Large amounts of data bring large operational challenges. For example, planned or unplanned outages take longer because more disk space means more time to back-up, recover, reorder, etc. This all has a cost in one way or another. Data Archiving for Adabas implements a data life cycle to manage this problem, allowing the production database content to be focused on present-day activities.
If up to 85% of your data can be managed in a different way to present-day data, you can make some clear economic savings. You can also heighten the level of service provision for your primary data services. By focusing your core systems on your primary data you will reduce outages, increase responsiveness, consume less primary disk space and you will be able to focus on increasing primary systems availability and capacity.
At the same time as attaining focus on your primary systems you can use Data Archiving for Adabas to make historical data available in a less expensive infrastructure. You can archive your inactive database content to less expensive computers, architectures and disk storage without losing the ability to search the content later or indeed recall it to its original form.

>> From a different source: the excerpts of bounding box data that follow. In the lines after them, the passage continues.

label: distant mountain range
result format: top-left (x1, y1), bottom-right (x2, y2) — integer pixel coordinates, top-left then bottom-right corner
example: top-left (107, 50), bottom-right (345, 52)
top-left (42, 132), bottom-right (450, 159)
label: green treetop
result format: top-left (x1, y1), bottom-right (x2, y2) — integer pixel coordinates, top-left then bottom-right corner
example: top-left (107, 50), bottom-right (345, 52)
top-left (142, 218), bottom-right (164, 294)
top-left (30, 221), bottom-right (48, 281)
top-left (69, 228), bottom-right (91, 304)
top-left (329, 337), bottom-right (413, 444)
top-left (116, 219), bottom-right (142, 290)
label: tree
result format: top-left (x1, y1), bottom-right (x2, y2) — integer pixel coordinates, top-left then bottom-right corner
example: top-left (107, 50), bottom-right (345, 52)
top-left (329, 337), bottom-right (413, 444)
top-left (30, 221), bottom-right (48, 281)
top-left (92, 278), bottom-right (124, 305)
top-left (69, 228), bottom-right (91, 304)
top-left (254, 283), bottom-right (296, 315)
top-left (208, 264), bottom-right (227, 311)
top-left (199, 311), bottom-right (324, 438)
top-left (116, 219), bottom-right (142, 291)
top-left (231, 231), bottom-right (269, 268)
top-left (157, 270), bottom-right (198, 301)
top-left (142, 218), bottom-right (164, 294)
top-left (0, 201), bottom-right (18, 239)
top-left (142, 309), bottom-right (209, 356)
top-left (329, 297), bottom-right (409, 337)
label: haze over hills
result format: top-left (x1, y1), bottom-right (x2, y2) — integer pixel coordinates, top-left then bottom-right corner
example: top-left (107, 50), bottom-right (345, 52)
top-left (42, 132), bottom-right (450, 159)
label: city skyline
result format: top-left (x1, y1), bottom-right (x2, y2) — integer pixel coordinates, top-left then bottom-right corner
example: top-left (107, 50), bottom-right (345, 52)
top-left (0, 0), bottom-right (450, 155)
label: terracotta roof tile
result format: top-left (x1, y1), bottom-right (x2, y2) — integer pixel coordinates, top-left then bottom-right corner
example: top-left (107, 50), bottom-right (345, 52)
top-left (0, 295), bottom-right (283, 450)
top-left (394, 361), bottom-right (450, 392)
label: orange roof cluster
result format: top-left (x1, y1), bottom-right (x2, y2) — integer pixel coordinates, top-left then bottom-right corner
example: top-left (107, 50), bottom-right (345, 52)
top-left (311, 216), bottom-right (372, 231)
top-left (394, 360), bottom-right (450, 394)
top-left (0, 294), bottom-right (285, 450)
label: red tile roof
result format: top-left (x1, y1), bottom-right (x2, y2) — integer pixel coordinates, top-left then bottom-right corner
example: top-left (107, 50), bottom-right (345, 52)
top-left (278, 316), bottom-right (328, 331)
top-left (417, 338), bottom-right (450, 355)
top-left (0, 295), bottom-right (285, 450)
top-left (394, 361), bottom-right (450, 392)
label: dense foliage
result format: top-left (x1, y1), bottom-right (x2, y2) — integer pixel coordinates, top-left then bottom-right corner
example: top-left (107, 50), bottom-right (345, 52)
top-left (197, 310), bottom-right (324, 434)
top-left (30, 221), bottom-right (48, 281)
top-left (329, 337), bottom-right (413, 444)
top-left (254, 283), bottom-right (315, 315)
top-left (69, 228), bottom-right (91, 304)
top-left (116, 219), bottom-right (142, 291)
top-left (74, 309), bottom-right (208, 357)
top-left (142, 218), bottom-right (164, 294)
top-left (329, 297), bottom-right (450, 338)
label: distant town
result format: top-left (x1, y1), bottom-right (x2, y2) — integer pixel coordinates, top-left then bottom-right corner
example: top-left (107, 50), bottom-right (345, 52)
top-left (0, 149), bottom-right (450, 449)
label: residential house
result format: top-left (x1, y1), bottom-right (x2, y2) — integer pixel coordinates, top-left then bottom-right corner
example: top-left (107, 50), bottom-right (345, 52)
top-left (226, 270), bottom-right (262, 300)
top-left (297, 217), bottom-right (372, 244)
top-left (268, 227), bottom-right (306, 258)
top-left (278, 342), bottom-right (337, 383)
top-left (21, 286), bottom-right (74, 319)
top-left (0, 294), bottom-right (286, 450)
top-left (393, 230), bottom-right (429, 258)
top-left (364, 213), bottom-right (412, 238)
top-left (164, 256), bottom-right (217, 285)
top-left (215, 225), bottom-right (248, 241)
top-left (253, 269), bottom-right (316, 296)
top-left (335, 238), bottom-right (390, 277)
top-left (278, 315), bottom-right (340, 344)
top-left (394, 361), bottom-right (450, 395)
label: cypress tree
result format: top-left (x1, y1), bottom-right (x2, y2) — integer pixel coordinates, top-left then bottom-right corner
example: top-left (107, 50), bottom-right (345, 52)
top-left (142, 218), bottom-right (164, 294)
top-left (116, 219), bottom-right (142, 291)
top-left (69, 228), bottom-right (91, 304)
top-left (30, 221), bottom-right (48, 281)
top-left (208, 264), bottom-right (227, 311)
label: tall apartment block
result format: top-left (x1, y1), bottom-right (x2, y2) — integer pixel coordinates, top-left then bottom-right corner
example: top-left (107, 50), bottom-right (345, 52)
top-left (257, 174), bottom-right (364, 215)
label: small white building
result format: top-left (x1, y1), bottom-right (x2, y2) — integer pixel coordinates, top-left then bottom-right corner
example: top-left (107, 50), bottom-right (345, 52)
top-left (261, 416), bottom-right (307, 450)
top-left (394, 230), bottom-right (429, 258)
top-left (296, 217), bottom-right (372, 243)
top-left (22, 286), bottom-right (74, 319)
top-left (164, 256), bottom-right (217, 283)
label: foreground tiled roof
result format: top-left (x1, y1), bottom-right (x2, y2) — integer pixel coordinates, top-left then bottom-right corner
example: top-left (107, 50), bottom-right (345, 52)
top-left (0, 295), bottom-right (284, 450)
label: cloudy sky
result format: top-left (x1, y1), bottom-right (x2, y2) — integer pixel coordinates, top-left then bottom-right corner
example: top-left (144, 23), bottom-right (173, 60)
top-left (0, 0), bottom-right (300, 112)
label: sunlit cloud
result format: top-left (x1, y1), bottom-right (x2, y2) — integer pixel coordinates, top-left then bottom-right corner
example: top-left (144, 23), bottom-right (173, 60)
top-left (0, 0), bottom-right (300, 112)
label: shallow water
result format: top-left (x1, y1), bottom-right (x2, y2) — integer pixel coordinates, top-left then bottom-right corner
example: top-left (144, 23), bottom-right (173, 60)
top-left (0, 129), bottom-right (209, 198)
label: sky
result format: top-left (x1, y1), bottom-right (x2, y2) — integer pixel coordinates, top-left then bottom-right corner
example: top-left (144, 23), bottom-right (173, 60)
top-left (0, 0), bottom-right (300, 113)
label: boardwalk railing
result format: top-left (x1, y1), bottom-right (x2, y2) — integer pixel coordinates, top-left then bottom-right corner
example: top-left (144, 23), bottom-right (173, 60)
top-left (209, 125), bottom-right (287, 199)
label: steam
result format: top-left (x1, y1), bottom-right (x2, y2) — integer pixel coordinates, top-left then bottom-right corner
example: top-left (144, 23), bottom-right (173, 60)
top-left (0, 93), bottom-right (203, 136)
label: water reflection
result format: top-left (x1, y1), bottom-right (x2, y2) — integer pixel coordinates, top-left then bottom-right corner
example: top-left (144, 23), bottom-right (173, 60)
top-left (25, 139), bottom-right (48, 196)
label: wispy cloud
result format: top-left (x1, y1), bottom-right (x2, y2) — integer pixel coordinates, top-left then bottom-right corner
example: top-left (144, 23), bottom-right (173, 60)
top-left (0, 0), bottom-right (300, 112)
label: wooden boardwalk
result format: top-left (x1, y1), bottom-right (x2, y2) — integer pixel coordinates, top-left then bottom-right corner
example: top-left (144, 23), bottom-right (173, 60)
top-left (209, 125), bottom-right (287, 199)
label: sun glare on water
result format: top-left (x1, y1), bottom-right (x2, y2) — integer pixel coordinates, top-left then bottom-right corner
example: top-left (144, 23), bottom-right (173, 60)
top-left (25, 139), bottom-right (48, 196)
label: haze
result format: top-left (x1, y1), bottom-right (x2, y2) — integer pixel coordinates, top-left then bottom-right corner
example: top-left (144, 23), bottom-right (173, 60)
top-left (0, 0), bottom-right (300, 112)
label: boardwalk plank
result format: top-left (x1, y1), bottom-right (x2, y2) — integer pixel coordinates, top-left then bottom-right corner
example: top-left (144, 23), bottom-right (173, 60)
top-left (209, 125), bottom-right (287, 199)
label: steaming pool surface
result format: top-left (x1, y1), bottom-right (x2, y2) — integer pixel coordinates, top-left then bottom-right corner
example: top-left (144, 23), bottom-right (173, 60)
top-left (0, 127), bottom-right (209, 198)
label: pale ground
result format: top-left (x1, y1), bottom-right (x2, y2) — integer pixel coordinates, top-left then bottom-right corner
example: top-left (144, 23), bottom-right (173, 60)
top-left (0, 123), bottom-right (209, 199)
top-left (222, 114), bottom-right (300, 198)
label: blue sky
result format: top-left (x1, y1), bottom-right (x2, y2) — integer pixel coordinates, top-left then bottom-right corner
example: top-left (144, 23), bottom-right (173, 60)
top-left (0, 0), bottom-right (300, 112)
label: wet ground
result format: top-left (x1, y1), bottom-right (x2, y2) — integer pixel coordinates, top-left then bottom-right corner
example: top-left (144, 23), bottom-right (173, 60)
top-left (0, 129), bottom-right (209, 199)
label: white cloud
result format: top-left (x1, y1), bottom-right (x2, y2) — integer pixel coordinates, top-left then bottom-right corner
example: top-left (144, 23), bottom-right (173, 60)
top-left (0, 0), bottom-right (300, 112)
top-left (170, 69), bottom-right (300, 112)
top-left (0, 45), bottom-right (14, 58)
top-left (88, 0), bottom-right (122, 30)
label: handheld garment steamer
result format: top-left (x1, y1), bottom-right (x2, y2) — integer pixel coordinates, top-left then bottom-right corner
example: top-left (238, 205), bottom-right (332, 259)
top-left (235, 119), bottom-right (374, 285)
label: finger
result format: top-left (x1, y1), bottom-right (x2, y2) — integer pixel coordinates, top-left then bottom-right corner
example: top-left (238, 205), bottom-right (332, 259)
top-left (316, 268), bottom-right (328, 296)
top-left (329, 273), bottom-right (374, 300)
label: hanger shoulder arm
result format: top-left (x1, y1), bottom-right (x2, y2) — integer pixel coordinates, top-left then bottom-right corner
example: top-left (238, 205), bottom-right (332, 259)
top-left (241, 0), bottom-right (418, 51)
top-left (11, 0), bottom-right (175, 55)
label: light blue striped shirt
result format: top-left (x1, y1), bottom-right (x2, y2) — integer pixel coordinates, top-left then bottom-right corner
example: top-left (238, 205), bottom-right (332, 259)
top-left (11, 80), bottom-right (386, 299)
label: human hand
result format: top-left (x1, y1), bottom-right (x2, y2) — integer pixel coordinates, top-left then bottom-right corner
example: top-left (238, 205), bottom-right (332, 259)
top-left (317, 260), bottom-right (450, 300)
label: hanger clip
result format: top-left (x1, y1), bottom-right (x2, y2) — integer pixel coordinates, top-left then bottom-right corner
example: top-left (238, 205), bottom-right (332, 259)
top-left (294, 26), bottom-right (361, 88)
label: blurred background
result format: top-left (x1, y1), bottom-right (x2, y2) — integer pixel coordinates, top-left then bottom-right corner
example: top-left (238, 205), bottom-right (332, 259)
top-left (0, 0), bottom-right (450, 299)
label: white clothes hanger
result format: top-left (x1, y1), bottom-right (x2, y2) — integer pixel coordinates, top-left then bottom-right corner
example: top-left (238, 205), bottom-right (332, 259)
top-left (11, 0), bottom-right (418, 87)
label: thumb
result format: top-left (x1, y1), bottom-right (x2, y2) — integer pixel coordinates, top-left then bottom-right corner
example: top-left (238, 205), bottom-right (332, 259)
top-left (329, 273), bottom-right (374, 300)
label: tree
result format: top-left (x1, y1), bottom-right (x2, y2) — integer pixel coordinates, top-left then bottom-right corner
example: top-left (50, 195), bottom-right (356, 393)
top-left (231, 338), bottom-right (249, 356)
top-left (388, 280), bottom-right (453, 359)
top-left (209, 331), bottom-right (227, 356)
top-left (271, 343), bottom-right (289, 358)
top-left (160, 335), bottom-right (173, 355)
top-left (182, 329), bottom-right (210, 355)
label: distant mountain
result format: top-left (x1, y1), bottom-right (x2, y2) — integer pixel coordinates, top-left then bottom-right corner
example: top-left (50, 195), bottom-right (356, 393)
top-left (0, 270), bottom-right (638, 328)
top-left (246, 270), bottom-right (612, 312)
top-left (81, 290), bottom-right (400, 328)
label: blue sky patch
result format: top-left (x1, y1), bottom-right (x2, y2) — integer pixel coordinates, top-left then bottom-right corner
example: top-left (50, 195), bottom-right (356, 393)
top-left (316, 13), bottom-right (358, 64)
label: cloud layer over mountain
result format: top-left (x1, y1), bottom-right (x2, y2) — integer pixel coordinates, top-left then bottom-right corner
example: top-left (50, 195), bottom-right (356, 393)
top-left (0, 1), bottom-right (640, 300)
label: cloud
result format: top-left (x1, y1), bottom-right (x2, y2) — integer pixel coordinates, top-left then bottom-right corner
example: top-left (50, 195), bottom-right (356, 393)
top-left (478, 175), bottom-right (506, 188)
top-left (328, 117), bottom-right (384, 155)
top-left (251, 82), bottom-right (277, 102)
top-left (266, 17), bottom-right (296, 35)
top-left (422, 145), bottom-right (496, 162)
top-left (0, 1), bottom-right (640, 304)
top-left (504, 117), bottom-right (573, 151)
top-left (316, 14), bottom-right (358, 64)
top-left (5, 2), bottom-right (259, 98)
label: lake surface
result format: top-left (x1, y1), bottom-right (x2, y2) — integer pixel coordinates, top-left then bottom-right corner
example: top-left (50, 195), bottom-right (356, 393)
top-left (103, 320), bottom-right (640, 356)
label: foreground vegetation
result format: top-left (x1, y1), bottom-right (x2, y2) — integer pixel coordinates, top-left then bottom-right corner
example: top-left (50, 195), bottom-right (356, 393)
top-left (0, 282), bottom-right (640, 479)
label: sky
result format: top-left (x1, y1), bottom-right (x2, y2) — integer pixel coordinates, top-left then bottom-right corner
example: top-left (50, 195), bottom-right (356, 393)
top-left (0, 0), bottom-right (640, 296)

It is certainly feasible for database content to be archived manually using standard utilities, perhaps mixed with some specially written programs. Manual mechanisms are high-risk in terms of data consistency and legal compliance, especially because the amount of data to be archived is growing and the period the data must remain archived is increasing. What is needed is software tooling that delivers a well-managed infrastructure that provides a consistent, automated, systematic process that can be relied upon for a very long period. Data Archiving for Adabas delivers the automation needed to operate a valuable, reliable archiving system asset over a long period of time.